Hätte ich auch in der Firma machen können!
Zur Zierde sehen die ja nicht schlecht aus!
Zur Not kann man noch Pilker von basteln!!!
Ich finde, das dies rausgeschmissenes Geld ist!!!


----------



## chippog (7. März 2004)

ich kenne noch einen härtetrick: nur tagesfrischen fisch braten, der eben nicht schon vorher in einem schwarzen plastiksack in der sonne verwöhnt sondern zumindest zur warmen jahreszeit gleich am fangplatz auf eis gelegt wurde oder eben nur ein paar tage lang eingefrohren fisch braten. obendrein hilft noch ein wenig, von einer seite kurz und scharf anbraten, den fisch wenden, die hitze auf schwach und einen deckel auf die pfanne. weniger geruch wird durch aufläufe oder fisch in alufolie im backofen verbreitet. hängt der geruch nach der zubereitung noch länger im raum, kann der fisch auf keinen fall frisch gewesen sein. ganz wichtig ist auch noch: jegliche fischabfälle geruchsunterbindent entsorgen und alle küchengeräte, wenn es irgend möglich ist, am besten noch vor dem essen gründlich reinigen. habe übrigens heute fisch gebraten allerdings auch eine absauge direkt überm herd. da hat es keinen geruch mehr. habe noch mal "kontrollgerochen", da ich das anglerboard dem kücheaufräumen vorgezogen habe, standen die teller noch mit wittling- und heringsgräten herum das roch erst als ich meinen zinken direkt über den teller hielt und dann auch mehr nach gebratenen zwiebel, die es zu den stampfkartoffeln gab. mit gekauftem fisch hätte ich mich das nicht getraut! von nichtanglern habe ich denn auch schon öfter den kommentar erhalten, warum stinkt das hier gar nicht nach fisch, obwohl du gerade welchen gebraten hast.... kein kommentar! sollte ganz frischer fisch dennoch unangenehm riechen, ist was nicht in ordnung und zumindest die art aus dem gewässer würde ich in zukunft vermeiden wollen. gruss auch an deine mädels und immer frischen fisch auf den tisch! chippog


----------



## sbiro (8. März 2004)

Hallo MichaelB, versuch es mal mit Kaffe.

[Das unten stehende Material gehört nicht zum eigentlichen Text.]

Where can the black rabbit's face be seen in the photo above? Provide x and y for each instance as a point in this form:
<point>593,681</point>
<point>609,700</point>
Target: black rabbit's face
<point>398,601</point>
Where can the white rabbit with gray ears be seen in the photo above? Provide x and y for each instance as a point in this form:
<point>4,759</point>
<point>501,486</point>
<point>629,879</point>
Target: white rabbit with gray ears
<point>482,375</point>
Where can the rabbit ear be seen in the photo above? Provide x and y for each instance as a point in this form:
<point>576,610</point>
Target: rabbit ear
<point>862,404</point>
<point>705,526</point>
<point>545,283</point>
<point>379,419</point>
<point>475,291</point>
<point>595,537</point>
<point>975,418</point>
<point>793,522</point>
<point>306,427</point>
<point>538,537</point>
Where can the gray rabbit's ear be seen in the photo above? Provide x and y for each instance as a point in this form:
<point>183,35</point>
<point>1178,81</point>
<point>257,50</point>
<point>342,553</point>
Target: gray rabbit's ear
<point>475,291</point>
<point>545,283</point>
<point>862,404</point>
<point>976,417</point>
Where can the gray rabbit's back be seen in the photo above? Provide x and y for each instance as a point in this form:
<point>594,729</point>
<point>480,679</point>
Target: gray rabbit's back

Nach dem braten einfach eine Prise Kaffee auf die Herdplatte geben und den Herd einschalten. Aber nicht vergessen den Herd auszuschalten, sobald es nach Kaffee riecht. Das sollte den Bratfischgeruch etwas überdecken.
Gruß Sbiro


----------



## rueganer (8. März 2004)

Eins der besten Hausmittel ist ganz simpel, verbrenne auf einer Untertasse einfach 2-3 Lorbeerblätter, hilft vor allen Dingen sofern man Hering gebraten hat, probiere es aus.


----------



## Franky (8. März 2004)

Moin...
Ich kann mich nicht beschweren, dass es besonders nach Fisch beim Braten riecht... Okay - Hering und Stint mögen da eine besondere Ausnahme machen. Daher gibt es die hier bei hiesigen Fischhändlern auch schon sehr günstig gebraten zum Sofortwegschmatzen...
Meine Erfahrung ist, dass Fisch, der zügig verarbeitet und eingefroren wird, nicht stinkt. Bestes Beispiel, als ich vorgestern 2 meiner Meschendorfplatten in der Pfanne hatte. Ein Nachbar klingelte und gab mir 'ne Diskette retour... Als er fragte, was es denn heute gäbe (er sah mich in der Küche hantieren) und ich lapidar "gebratenes Schollenfilet" antwortete, glaubte er das nicht. Zitat "es riecht gar nicht danach!!" - Naja, nu musste ich ihm ne Tüte Dorschfilet versprechen :q, denn wenn "seine Thea" Fisch brät, stinkts 3 Tage lang im Haus....


----------



## MichaelB (8. März 2004)

Moin,



> Daher gibt es die hier bei hiesigen Fischhändlern auch schon sehr günstig gebraten zum Sofortwegschmatzen...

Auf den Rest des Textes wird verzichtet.